Unfortunately, Snowden’s documents appear to give the lie to such claims. He unearthed NSA memos from 2005 and 2007 implying that sometimes the two agencies do target each other’s citizens. The NSA is allowed to include Britons in its mass surveillance databases, ‘when it is in the best interest of both nations’. Furthermore, a procedure is detailed under which the NSA will even spy on UK citizens behind the backs of the British. ‘Under certain circumstances it may be advisable and allowable to target second-party persons and second-party communications systems unilaterally, when it is in the best interests of the US, and necessary for US national security.’

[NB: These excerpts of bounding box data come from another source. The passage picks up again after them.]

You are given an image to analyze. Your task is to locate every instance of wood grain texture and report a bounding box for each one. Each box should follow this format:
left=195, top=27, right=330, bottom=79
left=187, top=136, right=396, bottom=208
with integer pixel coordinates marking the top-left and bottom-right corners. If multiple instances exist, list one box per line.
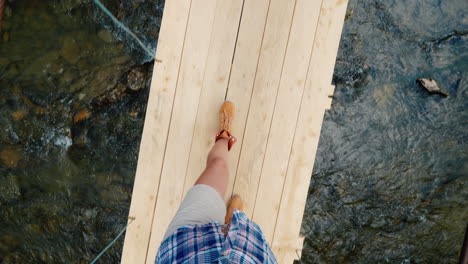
left=184, top=0, right=243, bottom=195
left=272, top=0, right=347, bottom=263
left=121, top=0, right=194, bottom=264
left=225, top=0, right=270, bottom=201
left=234, top=0, right=295, bottom=217
left=253, top=0, right=322, bottom=243
left=146, top=0, right=217, bottom=263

So the Five Eyes’ claim that the gentlemanly western partners do not spy on each other seems simply false. All these dismaying disclosures and the subsequent international uproar meant that – as the leakers and journalists involved were soon to discover – their boldness was making the secret spymasters on both sides of the Atlantic very angry indeed. Snowden himself, Glenn Greenwald and the British reporters back in London at the Guardian were all shortly to feel the effects of that rage.

9

YOU’VE HAD YOUR FUN

The Guardian offices, Kings Place, London
June 2013

‘Give me the liberty to know, to utter, and to argue freely according to conscience, above all liberties.’

JOHN MILTON, Areopagitica

Up on the otherwise silent third floor of Kings Place, a late-night cleaner steered his Hoover around the group clustered at a computer. He was busy chatting in Spanish on his mobile as he passed, and did not seem to register their unease at the sight of him.

Under the eye of deputy editor Paul Johnson, a painfully slow assembly and formatting process was taking place through the night, not to the normal online Guardian network, but on to a big orange LaCie external hard drive – one of the few unused items on the premises capable of holding scores of gigabytes. The stuff was Snowden’s – thousands of highly classified leaked documents in a heavily encrypted form.

It included more than 50,000 files belonging to British intelligence. GCHQ had apparently exported them over to the US, and allowed them to fall into the hands of this junior US private contractor. But one of the reasons for Johnson’s nervousness was that possession of these documents back in Britain presented special – and scary – legal problems.